An Emergency Visit is Going to Cost More Than Your Regular Vet Visit

Emergency animal hospitals exist all over the country to provide your dog with immediate life-saving care. Some emergency hospitals are only open overnight, while others operate 24 hours a day, 7 days a week. It is extremely expensive to maintain. It is also not considered a public service like human emergency hospitals, so they are not funded by anyone else but themselves. The owner has to run it like a business or they risk shutting down. Overnight veterinarians and staff also make more money because they are sacrificing a “normal life” to be working overnight shifts. The emergency animal hospitals that run 24 hours are filled with numerous specialists including surgeons, cardiologists, and internists, which have even more specialized training (12+ years). 





If Your Pets are Your Family Members, They Deserve to be Treated as Such

Pet parent relationships have changed over the years, with our furry friends becoming integral parts of many families. With special medications and supplements, highly trained specialists, shampoo and grooming services, the costs have risen to include higher quality care in all aspects. Let’s look at a common procedure, a spay surgery for a female dog, and what that includes: 

  • Pre-surgical blood work to check the organ function of your pet prior to surgery 
  • a pain injection before and after surgery
  • intravenous catheter with fluid support during surgery
  • monitoring of your pet while under anesthesia by a registered veterinary nurse (which includes pulse, respiration, electrical activity of the heart, hydration, and more)
  • a highly trained and qualified Veterinarian to perform the surgery, and post-surgical care

That is all considered the minimum standard of care today, and what would be done in a human hospital as well. If we want more and expect better care for our dogs, then it is going to cost more. 

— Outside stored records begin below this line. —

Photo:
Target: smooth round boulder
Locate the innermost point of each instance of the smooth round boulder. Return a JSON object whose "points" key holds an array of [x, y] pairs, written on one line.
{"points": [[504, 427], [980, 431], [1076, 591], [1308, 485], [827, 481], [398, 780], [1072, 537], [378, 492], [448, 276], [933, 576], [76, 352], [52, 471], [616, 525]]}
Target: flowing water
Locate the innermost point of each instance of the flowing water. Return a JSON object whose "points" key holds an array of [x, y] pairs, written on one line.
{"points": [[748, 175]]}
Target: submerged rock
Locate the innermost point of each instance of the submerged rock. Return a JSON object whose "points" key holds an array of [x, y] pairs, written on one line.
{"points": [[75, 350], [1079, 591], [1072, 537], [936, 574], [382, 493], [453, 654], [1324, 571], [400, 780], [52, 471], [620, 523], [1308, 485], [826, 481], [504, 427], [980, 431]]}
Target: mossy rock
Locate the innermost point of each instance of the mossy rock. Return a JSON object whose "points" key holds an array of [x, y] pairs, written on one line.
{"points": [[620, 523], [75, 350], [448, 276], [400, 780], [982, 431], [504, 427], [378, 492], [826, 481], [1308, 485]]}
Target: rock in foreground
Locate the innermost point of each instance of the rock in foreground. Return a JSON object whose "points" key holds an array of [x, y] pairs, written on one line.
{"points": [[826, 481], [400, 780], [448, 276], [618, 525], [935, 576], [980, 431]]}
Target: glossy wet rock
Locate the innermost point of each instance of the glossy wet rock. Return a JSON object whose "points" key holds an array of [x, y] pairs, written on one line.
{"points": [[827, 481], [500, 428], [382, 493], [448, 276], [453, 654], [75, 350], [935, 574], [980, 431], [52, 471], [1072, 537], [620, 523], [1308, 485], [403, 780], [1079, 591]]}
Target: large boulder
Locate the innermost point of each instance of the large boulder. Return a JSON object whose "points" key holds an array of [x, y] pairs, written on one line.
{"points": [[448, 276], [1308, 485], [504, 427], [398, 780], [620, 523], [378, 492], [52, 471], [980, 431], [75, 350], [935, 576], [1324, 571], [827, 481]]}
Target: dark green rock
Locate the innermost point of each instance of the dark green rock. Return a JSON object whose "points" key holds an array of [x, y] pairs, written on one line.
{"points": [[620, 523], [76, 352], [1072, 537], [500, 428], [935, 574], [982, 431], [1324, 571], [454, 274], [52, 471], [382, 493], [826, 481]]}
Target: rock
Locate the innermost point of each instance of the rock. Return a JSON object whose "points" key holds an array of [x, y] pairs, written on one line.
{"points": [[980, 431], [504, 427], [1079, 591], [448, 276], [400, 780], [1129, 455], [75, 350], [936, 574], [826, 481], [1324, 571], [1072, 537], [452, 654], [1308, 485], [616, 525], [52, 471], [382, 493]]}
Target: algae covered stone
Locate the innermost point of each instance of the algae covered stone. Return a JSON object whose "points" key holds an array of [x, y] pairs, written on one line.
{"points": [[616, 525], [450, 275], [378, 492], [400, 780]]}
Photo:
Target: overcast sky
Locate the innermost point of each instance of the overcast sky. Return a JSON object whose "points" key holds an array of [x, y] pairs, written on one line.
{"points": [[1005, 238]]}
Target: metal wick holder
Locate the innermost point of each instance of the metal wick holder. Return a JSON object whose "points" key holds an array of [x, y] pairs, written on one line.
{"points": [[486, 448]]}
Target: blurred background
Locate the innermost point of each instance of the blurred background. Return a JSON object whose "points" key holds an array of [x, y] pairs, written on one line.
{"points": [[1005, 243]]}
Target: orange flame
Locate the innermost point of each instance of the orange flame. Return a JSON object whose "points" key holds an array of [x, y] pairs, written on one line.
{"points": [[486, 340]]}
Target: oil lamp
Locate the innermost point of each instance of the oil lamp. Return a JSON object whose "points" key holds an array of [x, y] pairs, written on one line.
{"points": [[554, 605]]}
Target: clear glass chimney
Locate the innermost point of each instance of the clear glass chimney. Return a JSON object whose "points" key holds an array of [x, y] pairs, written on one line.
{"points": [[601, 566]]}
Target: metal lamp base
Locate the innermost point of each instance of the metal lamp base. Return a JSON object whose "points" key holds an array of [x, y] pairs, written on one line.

Veterinarians Outsource a Lot of Specialty Services

With the advancement of technology over the years, Veterinarians have the ability to outsource a lot of diagnostics and consult with a wide array of specialists. For example, X-rays that are taken in the animal hospital are often sent to outside radiologists for a thorough evaluation and report. This is the same thing that would happen for your own X-rays at your doctor or emergency room visit. Blood samples taken at the Vet are sent to outside laboratories, as they have the capabilities to run any test needed on any given sample. Veterinarians will also have consults for your dog with outside nutritionists, toxicologists, and internists, to give you the best treatment plan possible. It used to be that your regular Vet did all of these things before specialists were born, but now we have the ability to provide the gold standard of care all the time.



At your next visit to the Vet, please remember these things.

Your Veterinarian is highly skilled and has well-trained staff, even though many are underpaid. Supplies and equipment cost a lot and veterinarians charge less than their human medicine equivalents. The money you pay for this high-quality care is worth it. And if you need a way to help with your pet care bills, please consider pet insurance.